Bir sistemi temellendirirken, kullandığınız kavramların içini temellendirdiğiniz konuya ait malzemeyle doldurursunuz. Bu kavramlar ulu orta, olur olmaz, her yerde kullanılamayacağı gibi, bu şekilde kullanmak, hem meselenin yanlış yorumuna, hem de sistemin popülistleşmesine sebep olur. Marksizm felsefe olarak özünde, her ne kadar toplumun bütünlüğü ve insanın sosyal yapısı çerçevesinde kurulduğunu iddia etse de, Ricardo’ dan tevarüs ettiği haliyle Marx, sınıfları ekonomik terimlerle vasıflandırma yanlışlığına düştü. Bu da popüler marksizme, kaba saba yorumlara ve Marksist literatüre ait kavramların yüzeysel değerlendirilmesine yol açtı; sorunların olduğu gibi görülmesini engelledi. Emperyalizm gibi, kâr amacı gibi, savaşların sebebi gibi konular, işbirlikçilik, komplo, ekonomik çıkar, sınıfsal çıkar gibi çok sığ izahlara hapsedildi.

“Kendi kurallarına göre işleyen Piyasa Ekonomisi” nin toplumsal dokuyu parçalayarak açtığı en ölümcül yara “emek, toprak ve paranın” alınıp satılabilir meta haline getirilmesiyle oldu. Emek ve toprak insan hayatının birbirinden ayrılmaz, birbirini tamamlayan iki unsuru. Emek ve toprağı meta haline getirmek, toplumsal dokuyu parçalamaktır. Sosyal çözülmelere sebep olmadan bunu gerçekleştirmek imkansızdır. Emeği insandan ayırıp tek başına kullanamazsınız; kullanılacağı yere insanı da taşımadan bunu gerçekleştiremezsiniz.
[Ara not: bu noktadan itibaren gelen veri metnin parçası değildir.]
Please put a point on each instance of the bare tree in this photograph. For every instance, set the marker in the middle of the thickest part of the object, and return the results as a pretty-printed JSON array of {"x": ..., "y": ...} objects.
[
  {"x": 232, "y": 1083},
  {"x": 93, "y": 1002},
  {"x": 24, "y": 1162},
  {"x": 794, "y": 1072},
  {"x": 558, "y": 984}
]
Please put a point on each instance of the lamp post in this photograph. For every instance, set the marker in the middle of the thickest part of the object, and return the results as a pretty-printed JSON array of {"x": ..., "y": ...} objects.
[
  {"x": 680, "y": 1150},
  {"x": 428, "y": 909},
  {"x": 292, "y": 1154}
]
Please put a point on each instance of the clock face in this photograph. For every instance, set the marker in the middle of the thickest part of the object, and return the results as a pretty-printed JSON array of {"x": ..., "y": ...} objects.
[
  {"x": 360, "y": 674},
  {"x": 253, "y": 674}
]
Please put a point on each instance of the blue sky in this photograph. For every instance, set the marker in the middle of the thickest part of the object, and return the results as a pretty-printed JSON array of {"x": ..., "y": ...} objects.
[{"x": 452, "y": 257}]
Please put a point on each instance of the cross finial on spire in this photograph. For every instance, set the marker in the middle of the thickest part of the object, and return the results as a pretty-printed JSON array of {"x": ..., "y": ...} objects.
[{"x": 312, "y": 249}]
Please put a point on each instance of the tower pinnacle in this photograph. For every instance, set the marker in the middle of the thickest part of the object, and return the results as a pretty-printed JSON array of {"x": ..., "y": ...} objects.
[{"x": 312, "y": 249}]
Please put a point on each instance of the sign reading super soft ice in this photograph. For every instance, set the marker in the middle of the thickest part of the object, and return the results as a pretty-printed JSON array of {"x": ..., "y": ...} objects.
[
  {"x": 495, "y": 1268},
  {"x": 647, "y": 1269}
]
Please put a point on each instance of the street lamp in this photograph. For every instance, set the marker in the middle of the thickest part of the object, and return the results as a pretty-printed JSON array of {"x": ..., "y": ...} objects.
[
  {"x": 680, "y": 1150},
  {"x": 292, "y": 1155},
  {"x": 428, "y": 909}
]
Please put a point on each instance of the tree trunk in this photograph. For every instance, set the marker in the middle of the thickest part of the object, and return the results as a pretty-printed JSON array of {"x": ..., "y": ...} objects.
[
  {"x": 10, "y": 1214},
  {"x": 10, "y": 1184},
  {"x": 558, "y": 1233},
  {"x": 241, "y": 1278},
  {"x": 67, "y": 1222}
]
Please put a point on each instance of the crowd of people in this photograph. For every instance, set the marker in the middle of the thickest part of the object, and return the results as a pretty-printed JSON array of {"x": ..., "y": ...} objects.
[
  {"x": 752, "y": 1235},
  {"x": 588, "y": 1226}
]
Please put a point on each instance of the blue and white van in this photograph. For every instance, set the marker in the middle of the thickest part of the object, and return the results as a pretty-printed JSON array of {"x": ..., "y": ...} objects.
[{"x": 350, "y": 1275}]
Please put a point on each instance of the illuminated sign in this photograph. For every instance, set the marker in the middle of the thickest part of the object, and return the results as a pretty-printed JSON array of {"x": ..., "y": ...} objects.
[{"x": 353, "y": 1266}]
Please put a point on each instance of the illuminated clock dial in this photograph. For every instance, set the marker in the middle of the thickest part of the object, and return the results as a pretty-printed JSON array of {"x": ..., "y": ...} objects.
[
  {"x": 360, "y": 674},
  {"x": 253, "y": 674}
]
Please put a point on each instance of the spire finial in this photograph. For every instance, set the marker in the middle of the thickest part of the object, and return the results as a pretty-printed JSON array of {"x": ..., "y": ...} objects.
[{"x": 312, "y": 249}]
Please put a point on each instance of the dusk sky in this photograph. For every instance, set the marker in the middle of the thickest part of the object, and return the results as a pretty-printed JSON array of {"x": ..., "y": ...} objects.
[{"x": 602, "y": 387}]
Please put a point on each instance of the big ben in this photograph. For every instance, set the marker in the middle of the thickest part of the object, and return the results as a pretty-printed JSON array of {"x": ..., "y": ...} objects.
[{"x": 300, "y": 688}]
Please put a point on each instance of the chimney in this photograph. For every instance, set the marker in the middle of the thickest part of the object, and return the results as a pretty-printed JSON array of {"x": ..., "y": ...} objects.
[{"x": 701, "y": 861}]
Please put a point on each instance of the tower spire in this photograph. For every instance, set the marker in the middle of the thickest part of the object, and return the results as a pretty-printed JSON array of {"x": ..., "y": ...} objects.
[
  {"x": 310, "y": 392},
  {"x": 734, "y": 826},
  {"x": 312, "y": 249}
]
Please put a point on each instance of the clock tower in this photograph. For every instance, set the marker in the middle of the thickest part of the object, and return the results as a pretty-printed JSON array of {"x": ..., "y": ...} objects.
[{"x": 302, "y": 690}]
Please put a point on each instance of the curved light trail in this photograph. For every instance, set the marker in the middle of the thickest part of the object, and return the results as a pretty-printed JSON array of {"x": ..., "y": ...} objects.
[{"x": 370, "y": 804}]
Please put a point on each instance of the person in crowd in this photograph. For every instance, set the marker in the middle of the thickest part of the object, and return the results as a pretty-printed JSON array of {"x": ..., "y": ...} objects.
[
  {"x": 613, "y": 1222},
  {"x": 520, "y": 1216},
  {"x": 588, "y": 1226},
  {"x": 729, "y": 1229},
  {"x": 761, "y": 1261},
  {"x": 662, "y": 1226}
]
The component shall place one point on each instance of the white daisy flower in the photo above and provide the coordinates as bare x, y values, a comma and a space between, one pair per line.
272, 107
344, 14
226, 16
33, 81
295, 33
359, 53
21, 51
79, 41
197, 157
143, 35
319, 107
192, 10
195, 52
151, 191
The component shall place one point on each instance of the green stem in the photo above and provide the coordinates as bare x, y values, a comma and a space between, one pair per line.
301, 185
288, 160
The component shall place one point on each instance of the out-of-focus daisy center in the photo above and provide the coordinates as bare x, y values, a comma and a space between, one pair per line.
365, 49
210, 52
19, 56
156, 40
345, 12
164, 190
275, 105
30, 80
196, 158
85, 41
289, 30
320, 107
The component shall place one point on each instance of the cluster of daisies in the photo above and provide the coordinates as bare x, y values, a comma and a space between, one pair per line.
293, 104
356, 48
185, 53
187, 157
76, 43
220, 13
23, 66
Aynı şekilde toprak da ekonomik getirisinin, rant elde etmenin dışında; insanın üzerinde yaşadığı yerdir, köyüdür, akrabasıdır, komşusudur, tarlasıdır, geleneğidir, kültürüdür. Hiçbir altyapı hazırlığı olmadan insanları yerinden, yurdundan, toprağından koparmak veya kopmak zorunda bırakmak, açlık ve sefalete çanak tutmanın ötesinde, bu insanları şahsiyetsizleştirmek, kültürünü yok etmek, iş zevkini, şevkini, çabasını bir daha geri gelmemecesine bitirmektir. Bu insanların daha iyi ekonomik koşullarda yaşıyor olması pek bir şeyi değiştirmez. “Kültürel boşluğa” düşürdüğünüz bu insanlara esas kaybettirdiğiniz değer, ekonomik değil, sosyaldir. Sömürülen kişiliğidir, geleneğidir, kültürüdür, toplum içindeki saygınlığıdır. İhtiyaçlarının karşılanıyor olmasının getirdiği ekonomik rahatlama, toplumsal saygınlığını kaybetmesinin sebep olduğu felâketle karşılaştırılamayacak kadar önemsizdir.

Kabilesinin, köyünün en soylu insanını gecekondu hayatına mahkum bir işçi konumuna düşürmenin açacağı yara kapanmayacak kadar büyüktür. Belki açlıktan ölmeyecek fakat, bu şekilde yaşamanın yaşamak olmadığını bilerek, iç sıkıntısından, utançtan, “insanî özü’ nü” tüketerek ölümünü bekleyecektir. Liberalizm ve kapitalizmin ve bunların uygulayıcılarının yüzyıllardır mazlum halklara reva gördüğü muamele budur. Marksizm gerekçeleri farklı olsa da bu felâketlerin yaşanmasında liberalizm ile müşterektir.